Hope spoke with quiet pride. “I’ve been dating Charlie since high school, and we’ll be married after I finish college. He was in the Marines four years. He’s got a great business job. We could afford to get married now, but he wants me to finish college first, since my folks will help pay for it if I’m not married.”

Karen leaned forward, and her eyes had a mischievous look. “Did he like you coming to Italy?”

Hope shook her head. “Not at all.” She dropped her head and gazed at her hands. “I almost backed out at the last minute, but the money was nonrefundable, and it was something my mom really wanted for me.”

Karen nodded. “So it looks like you’re off the market. Right?”

Hope nodded.

Karen jumped off the bed and held up four fingers on one hand and three on the other. “Good odds, I’d say. Four men, three eligible women.”

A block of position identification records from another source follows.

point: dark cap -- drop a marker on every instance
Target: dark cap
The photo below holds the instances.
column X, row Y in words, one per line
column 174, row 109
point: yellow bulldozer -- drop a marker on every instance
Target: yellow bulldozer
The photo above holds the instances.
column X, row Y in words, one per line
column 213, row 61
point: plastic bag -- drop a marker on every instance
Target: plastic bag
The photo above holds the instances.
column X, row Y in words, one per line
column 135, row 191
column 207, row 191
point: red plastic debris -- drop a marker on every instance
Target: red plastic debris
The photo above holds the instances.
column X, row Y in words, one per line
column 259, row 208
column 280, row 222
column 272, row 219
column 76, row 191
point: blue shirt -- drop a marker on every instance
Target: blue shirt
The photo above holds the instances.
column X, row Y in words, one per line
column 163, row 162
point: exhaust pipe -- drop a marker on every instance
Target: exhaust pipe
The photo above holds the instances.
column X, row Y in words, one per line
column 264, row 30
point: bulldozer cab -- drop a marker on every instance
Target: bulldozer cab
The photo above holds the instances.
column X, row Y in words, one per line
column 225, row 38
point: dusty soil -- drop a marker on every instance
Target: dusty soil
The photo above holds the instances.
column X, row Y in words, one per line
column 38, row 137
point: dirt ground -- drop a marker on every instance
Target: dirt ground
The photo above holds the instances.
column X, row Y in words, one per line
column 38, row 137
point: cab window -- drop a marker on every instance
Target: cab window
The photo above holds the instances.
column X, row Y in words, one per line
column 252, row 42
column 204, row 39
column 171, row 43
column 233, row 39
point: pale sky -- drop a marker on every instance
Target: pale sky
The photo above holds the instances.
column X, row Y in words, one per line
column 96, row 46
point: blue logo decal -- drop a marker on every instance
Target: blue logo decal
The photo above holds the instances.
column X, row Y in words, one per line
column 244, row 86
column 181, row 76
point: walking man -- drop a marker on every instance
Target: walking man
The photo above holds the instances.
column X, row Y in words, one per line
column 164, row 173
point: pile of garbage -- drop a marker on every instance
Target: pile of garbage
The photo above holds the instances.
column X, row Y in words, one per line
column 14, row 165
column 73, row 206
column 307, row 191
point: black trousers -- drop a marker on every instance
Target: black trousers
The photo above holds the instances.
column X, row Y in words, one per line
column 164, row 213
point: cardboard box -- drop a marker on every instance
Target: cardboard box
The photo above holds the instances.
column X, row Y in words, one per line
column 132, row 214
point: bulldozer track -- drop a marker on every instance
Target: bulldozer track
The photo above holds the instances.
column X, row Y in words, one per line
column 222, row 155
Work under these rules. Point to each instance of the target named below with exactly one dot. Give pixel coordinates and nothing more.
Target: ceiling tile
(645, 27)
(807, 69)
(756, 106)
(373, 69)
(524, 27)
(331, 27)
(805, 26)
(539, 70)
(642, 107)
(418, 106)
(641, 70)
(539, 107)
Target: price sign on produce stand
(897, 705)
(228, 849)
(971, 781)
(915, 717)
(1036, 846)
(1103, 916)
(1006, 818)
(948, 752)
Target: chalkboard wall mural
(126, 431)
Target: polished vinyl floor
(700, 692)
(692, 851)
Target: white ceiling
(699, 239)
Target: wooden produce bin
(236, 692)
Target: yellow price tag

“You’re not eligible,” Meghan said. “You’re practically engaged to Ed.”

“But I’m not. Not yet.” Karen wiggled her hips back and forth. “And I intend to have fun this summer. Other than Lee, who I’ll bet is a bookworm, they all seem to have potential."

Meghan nodded, a broad smile across her face.

Bella had to admit that the guys were a good-looking bunch. Lee was the most serious. Phillip, a total stud, acted a little standoffish. Was it because he had an attitude as an athlete? Stillman was definitely hot, friendly, and had that sexy Southern accent. Rune had kept them all laughing during their walk and had flirted with all of the girls.

These kids were friendlier than the students filing in and out of classes at City College. Maybe this summer in Italy wouldn’t be so bad, after all.

 

 

“Woo-hoo,” Rune said. “At UCLA, I’m used to the beach babes in California, but those twin blondes are hot. You can look at their eyes all you want, man,” he nodded at Lee, “but I plan to find other ways to tell them apart, and then I’ll be able to report on whether or not they’re natural blondes.”

Lee responded by throwing one of the hard, flat pillows at Rune’s head.

Stillman had invited Lee and Rune to come to the room he shared with Phillip after they had unpacked.

Phillip seemed a little put off by the lack of air conditioning and having to share a bathroom down the hall, but Stillman didn’t care. His first memories of the farm in Georgia with his mama and the preacher were when their only toilet was in a hot, airless bathroom added to the side of the house.

“I’m not sure I’d win if I arm-wrestled Hope,” Stillman said, “but she seems like a straight-up gal. Bella, on the other hand, matches her name. Beautiful. I call dibs on Bella.”